From 58340f9dbf0adb57c9d4dd3e719702d31f586be1 Mon Sep 17 00:00:00 2001
From: Vlad Lazar <vlalazar.vlad@gmail.com>
Date: Tue, 11 Jun 2024 15:00:36 +0100
Subject: [PATCH] storcon: add node fill algorithm

---
 storage_controller/src/scheduler.rs |  39 +++++++
 storage_controller/src/service.rs   | 153 ++++++++++++++++++++++++++++
 2 files changed, 192 insertions(+)

diff --git a/storage_controller/src/scheduler.rs b/storage_controller/src/scheduler.rs
index 4ab85509dc..0bd2eeac35 100644
--- a/storage_controller/src/scheduler.rs
+++ b/storage_controller/src/scheduler.rs
@@ -1,4 +1,5 @@
 use crate::{node::Node, tenant_shard::TenantShard};
+use itertools::Itertools;
 use pageserver_api::controller_api::UtilizationScore;
 use serde::Serialize;
 use std::collections::HashMap;
@@ -283,6 +284,44 @@ impl Scheduler {
         }
     }
 
+    // Check if the number of shards attached to a given node is lagging below
+    // the cluster average. If that's the case, the node should be filled.
+    pub(crate) fn compute_fill_requirement(&self, node_id: NodeId) -> usize {
+        let Some(node) = self.nodes.get(&node_id) else {
+            debug_assert!(false);
+            tracing::error!("Scheduler missing node {node_id}");
+            return 0;
+        };
+        assert!(!self.nodes.is_empty());
+        let expected_attached_shards_per_node = self.expected_attached_shard_count();
+
+        for (node_id, node) in self.nodes.iter() {
+            tracing::trace!(%node_id, "attached_shard_count={} shard_count={} expected={}", node.attached_shard_count, node.shard_count, expected_attached_shards_per_node);
+        }
+
+        if node.attached_shard_count < expected_attached_shards_per_node {
+            expected_attached_shards_per_node - node.attached_shard_count
+        } else {
+            0
+        }
+    }
+
+    pub(crate) fn expected_attached_shard_count(&self) -> usize {
+        let total_attached_shards: usize =
+            self.nodes.values().map(|n| n.attached_shard_count).sum();
+
+        assert!(!self.nodes.is_empty());
+        total_attached_shards / self.nodes.len()
+    }
+
+    pub(crate) fn nodes_by_attached_shard_count(&self) -> Vec<(NodeId, usize)> {
+        self.nodes
+            .iter()
+            .map(|(node_id, stats)| (*node_id, stats.attached_shard_count))

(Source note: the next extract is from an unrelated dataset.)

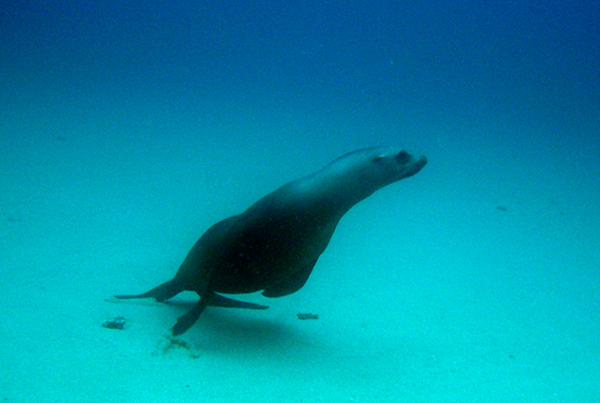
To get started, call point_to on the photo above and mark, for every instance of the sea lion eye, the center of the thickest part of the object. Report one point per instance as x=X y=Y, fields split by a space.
x=403 y=157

+            .sorted_by(|lhs, rhs| Ord::cmp(&lhs.1, &rhs.1).reverse())
+            .collect()
+    }
+
     pub(crate) fn node_upsert(&mut self, node: &Node) {
         use std::collections::hash_map::Entry::*;
         match self.nodes.entry(node.get_id()) {
diff --git a/storage_controller/src/service.rs b/storage_controller/src/service.rs
index f74017c172..f65b17ace0 100644
--- a/storage_controller/src/service.rs
+++ b/storage_controller/src/service.rs
@@ -5092,4 +5092,157 @@ impl Service {
 
         Ok(())
     }
+
+    pub(crate) async fn fill_node(
+        &self,
+        node_id: NodeId,
+        cancel: CancellationToken,
+    ) -> Result<(), OperationError> {
+        // TODO(vlad): Currently this operates on the assumption that all
+        // secondaries are warm. This is not always true (e.g. we just migrated the
+        // tenant). Take that into consideration by checking the secondary status.
+
+        tracing::info!(%node_id, "Starting fill background operation");
+
+        // Create a fill plan (pick secondaries to promote) that meets the following requirements:
+        // 1. The node should be filled until it reaches the expected cluster average of
+        // attached shards. If there are not enough secondaries on the node, the plan stops early.
+        // 2. Select tenant shards to promote such that the number of attached shards is balanced
+        // throughout the cluster. We achieve this by picking tenant shards from each node,
+        // starting from the ones with the largest number of attached shards, until the node
+        // reaches the expected cluster average.
+        let mut tids_to_promote = {
+            let mut locked = self.inner.write().unwrap();
+            let fill_requirement = locked.scheduler.compute_fill_requirement(node_id);
+
+            let mut tids_by_node = locked
+                .tenants
+                .iter_mut()
+                .filter_map(|(tid, tenant_shard)| {
+                    if tenant_shard.intent.get_secondary().contains(&node_id) {
+                        if let Some(primary) = tenant_shard.intent.get_attached() {
+                            return Some((*primary, *tid));
+                        }
+                    }
+
+                    None
+                })
+                .into_group_map();
+
+            let expected_attached = locked.scheduler.expected_attached_shard_count();
+            let nodes_by_load = locked.scheduler.nodes_by_attached_shard_count();
+
+            let mut plan = Vec::new();
+            for (node_id, attached) in nodes_by_load {
+                if plan.len() >= fill_requirement
+                    || tids_by_node.is_empty()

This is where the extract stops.